As Robert Wright has astutely observed:
For the foreseeable future, smaller and smaller groups of intensely motivated people will have the ability to kill larger and larger numbers of people.

The number of intensely aggrieved groups will almost certainly grow in the coming decades of rapid technological, and hence social, change.

The problem with confronting this reality is that it throws into stark relief the ineffectiveness of the Bush Doctrine -- particularly as it has played out in the invasion of Iraq. It makes all too clear that the current conflict is not only a grotesquely ineffective response to the challenge posed by terrorism, it is likely to worsen the problem exponentially.

Moreover, no one is going to be mistaking most domestic terrorists (except, of course, the ELF/ALF contingent) with liberals. If anyone's patriotism is likely to be impugned by association with the right-wing extremists who have consistently been involved in the considerable bulk of domestic American terrorism in the past decade, it would be Republicans.

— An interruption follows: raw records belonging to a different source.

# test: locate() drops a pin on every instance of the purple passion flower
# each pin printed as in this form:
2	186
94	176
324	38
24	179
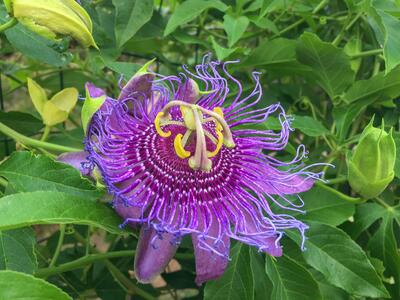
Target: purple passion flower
179	161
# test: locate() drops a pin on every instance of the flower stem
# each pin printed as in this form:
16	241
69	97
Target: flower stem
34	143
339	194
10	23
126	282
59	245
91	258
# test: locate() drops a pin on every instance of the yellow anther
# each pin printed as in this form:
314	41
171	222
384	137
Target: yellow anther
179	149
219	145
218	110
157	123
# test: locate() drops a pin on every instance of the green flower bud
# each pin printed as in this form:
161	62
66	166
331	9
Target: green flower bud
54	18
371	167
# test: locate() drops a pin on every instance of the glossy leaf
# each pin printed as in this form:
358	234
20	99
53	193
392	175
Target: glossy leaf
237	282
343	263
27	172
131	15
14	285
189	10
17	250
291	280
330	65
41	207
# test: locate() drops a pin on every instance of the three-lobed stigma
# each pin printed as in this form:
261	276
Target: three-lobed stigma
194	120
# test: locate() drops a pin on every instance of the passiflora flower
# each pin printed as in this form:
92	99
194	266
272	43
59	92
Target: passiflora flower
183	162
371	165
53	18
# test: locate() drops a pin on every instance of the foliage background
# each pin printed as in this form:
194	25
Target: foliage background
332	64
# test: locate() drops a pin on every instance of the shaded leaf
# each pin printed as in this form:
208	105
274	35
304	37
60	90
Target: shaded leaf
14	285
343	263
330	65
291	280
27	172
24	209
189	10
17	250
131	15
237	282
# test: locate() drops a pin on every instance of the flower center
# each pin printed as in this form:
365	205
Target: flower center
196	120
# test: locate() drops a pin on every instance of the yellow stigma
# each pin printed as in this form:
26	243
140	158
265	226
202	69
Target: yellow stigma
218	111
219	145
157	123
179	148
198	122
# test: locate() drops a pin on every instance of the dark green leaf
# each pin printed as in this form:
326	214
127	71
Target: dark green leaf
237	282
131	15
189	10
309	126
235	28
17	250
343	263
14	285
330	65
27	172
291	280
24	209
325	207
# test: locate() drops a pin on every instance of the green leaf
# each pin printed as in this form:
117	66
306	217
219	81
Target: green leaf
325	207
27	172
362	93
14	285
262	285
291	280
126	69
220	51
21	122
387	31
189	10
17	250
33	45
278	54
237	282
309	126
343	263
383	244
131	15
330	65
396	137
45	207
235	28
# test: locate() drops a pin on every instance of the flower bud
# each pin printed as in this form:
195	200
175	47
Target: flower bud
55	110
371	167
53	18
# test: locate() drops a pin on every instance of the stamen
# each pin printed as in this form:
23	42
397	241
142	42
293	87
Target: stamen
179	147
157	123
219	145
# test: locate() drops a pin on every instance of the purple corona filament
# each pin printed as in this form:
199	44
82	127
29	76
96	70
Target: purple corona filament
181	162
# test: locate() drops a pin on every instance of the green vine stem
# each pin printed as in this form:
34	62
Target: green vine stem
10	23
34	143
59	245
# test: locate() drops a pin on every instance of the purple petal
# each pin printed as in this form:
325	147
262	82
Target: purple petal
210	265
153	253
77	160
141	83
188	92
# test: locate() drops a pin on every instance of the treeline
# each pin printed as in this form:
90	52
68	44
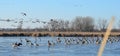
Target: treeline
81	24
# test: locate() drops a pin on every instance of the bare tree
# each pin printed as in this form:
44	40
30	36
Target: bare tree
102	24
83	24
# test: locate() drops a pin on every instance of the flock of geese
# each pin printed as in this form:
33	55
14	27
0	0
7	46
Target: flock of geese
65	41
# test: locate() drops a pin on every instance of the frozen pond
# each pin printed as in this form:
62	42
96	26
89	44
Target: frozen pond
59	49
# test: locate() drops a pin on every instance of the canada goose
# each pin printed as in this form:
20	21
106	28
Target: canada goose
49	44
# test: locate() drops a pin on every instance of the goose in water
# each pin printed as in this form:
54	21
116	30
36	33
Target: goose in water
58	40
49	44
16	44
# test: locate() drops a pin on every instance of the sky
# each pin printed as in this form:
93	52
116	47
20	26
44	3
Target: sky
58	9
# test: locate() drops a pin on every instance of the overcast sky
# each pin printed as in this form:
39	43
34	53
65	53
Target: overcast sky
58	9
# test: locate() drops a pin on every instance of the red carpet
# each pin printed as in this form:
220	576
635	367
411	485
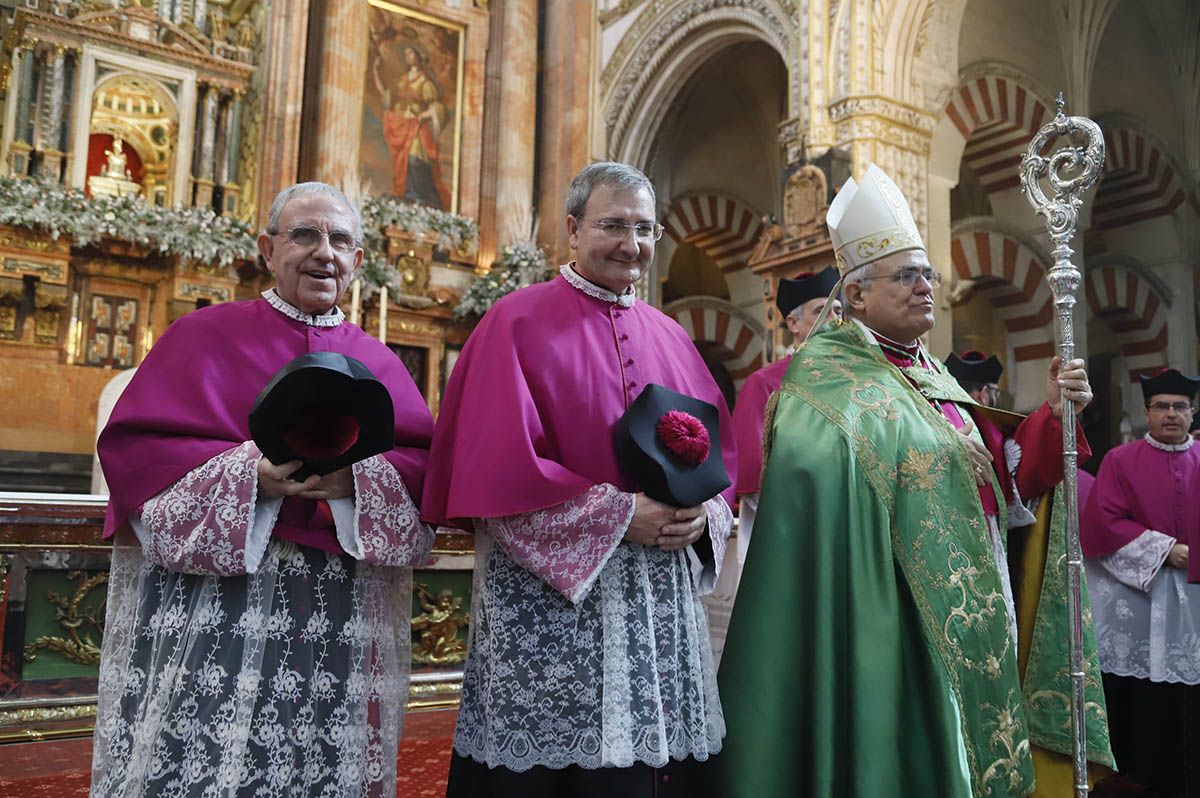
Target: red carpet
63	768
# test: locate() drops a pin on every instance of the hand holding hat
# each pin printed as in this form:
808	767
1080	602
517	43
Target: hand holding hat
319	414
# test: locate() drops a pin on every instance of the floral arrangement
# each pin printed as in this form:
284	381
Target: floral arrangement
522	263
199	235
193	234
378	213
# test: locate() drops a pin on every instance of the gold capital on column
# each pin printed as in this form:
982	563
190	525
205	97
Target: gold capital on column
343	60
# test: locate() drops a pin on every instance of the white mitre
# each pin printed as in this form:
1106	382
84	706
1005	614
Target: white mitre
870	220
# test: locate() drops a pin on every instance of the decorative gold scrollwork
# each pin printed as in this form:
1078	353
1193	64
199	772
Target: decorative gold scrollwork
71	616
438	628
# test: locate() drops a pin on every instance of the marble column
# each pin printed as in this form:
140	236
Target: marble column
205	148
232	139
564	138
53	97
24	96
517	119
343	64
199	13
283	59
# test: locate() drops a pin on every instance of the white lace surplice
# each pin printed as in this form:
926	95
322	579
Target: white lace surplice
586	649
1147	616
235	664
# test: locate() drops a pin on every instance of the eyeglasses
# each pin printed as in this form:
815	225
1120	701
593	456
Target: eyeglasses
309	238
617	231
907	276
1163	407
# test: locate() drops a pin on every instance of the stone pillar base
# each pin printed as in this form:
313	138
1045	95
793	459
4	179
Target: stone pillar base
52	165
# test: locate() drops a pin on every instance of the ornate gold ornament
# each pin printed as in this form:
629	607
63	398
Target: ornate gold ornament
71	616
438	627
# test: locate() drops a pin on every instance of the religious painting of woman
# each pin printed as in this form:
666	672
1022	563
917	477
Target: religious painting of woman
411	112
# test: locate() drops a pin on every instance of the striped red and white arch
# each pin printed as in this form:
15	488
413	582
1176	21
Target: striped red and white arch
1132	307
1139	181
1012	276
723	227
996	117
712	321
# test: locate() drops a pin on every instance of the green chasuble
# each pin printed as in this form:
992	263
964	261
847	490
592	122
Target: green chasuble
869	653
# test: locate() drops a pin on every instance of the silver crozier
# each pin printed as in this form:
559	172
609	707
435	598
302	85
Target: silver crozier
1069	172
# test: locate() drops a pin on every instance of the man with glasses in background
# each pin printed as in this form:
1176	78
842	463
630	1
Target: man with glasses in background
589	671
799	301
978	376
256	639
879	539
1139	526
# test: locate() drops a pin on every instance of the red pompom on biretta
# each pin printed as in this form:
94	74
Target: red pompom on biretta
684	436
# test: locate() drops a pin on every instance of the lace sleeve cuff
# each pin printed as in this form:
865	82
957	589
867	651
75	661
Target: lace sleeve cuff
720	525
210	521
381	525
1138	562
569	544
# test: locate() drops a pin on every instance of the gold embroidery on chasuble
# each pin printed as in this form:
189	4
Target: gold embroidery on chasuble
916	465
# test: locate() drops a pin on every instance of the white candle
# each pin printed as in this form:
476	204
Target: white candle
383	313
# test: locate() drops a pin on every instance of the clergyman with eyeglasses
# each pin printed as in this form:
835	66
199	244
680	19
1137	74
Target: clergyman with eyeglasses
873	646
1138	531
257	625
589	670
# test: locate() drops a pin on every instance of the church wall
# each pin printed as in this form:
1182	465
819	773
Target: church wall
1126	81
46	405
1015	31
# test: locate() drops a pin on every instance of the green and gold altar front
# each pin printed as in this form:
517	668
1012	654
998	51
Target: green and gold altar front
53	583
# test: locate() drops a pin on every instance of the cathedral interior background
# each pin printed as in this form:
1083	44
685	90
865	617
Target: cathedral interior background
141	144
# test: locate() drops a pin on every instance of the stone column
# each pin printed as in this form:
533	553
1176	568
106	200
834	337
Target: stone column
207	147
232	139
24	96
283	59
564	137
199	13
52	113
342	67
228	161
517	119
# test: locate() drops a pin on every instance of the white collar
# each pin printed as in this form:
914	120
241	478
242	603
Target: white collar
333	318
1169	447
592	289
873	337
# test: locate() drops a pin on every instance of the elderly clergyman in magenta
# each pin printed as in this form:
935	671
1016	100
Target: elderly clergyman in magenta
591	666
257	635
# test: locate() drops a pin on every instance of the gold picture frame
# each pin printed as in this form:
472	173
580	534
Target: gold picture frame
413	106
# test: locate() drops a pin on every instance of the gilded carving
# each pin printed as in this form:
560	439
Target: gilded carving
72	616
54	273
438	628
16	240
45	714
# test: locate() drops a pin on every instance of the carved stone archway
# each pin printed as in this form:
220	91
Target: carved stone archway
661	51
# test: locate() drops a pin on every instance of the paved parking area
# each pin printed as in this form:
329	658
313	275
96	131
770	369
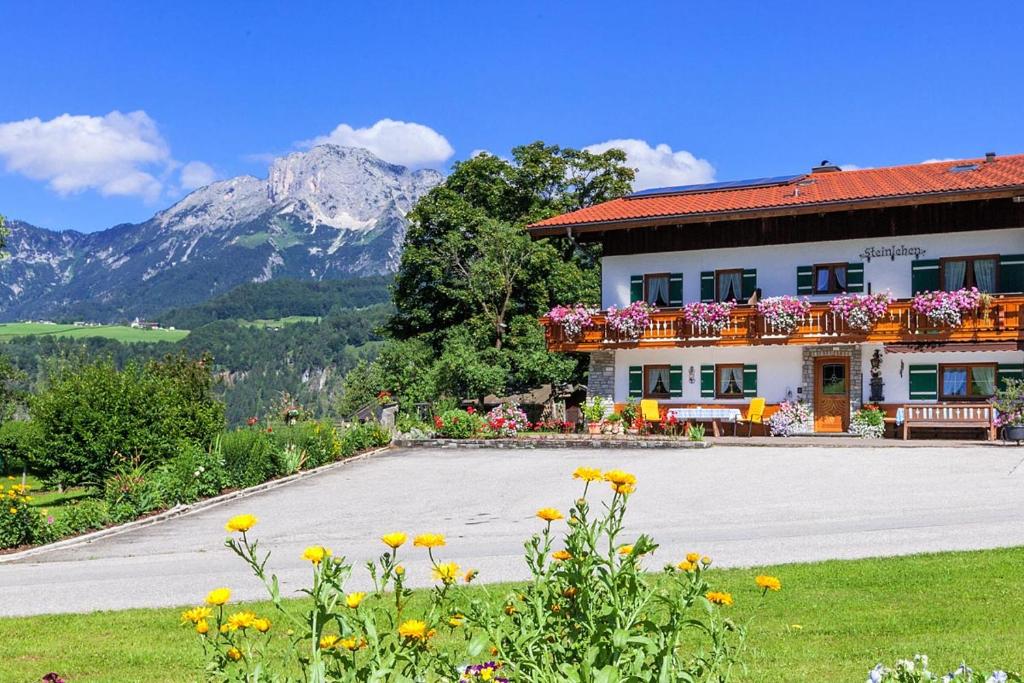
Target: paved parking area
742	506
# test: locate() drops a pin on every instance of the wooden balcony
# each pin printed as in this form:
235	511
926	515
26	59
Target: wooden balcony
1003	322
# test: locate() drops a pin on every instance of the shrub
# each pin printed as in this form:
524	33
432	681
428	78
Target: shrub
868	422
459	424
251	457
589	612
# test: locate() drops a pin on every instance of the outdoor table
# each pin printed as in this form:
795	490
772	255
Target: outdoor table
712	415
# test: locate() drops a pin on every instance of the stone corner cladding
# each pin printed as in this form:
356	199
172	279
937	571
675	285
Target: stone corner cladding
601	378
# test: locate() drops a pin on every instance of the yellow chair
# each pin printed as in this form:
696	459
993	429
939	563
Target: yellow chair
755	414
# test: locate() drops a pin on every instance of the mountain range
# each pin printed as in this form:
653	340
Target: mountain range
330	212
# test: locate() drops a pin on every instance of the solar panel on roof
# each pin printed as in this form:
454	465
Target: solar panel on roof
718	186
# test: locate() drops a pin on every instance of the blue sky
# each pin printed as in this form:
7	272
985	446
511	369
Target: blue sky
749	89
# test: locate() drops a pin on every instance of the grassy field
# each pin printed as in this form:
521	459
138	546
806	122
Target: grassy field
121	333
832	622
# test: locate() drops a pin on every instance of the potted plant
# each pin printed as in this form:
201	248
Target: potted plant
1010	402
593	411
631	321
861	311
946	308
782	313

A public campaign against domestic terrorism is problematic for political reasons: It runs directly counter to the kind of "war on terror" that has been marketed to Americans, and which is in fact the centerpiece of Bush's 2004 re-election campaign.

As Robert Jensen observed in the Goodman interview:
So I think the politics are very clear here. Prosecutors' offices are always political. I mean, I have covered even small town prosecutors' offices and there's always a political element to them. But some are more political than others.

I think what we have to acknowledge here is that probably since the Nixon administration, we have never seen a Justice Department so completely and thoroughly politicized as this one.

This may seem to be a mostly political problem -- and certainly, it is one that the Democratic candidates would be smart to make hay with. Since Republicans have been eager to paint them as weak on national security, Democrats have solid reasons to question the administration's priorities here.

Most of all, this is a real issue of public safety that should transcend politics. After all, this particular Bush-administration/media failure may also have a real-world impact -- especially if one of those cyanide bombs goes off.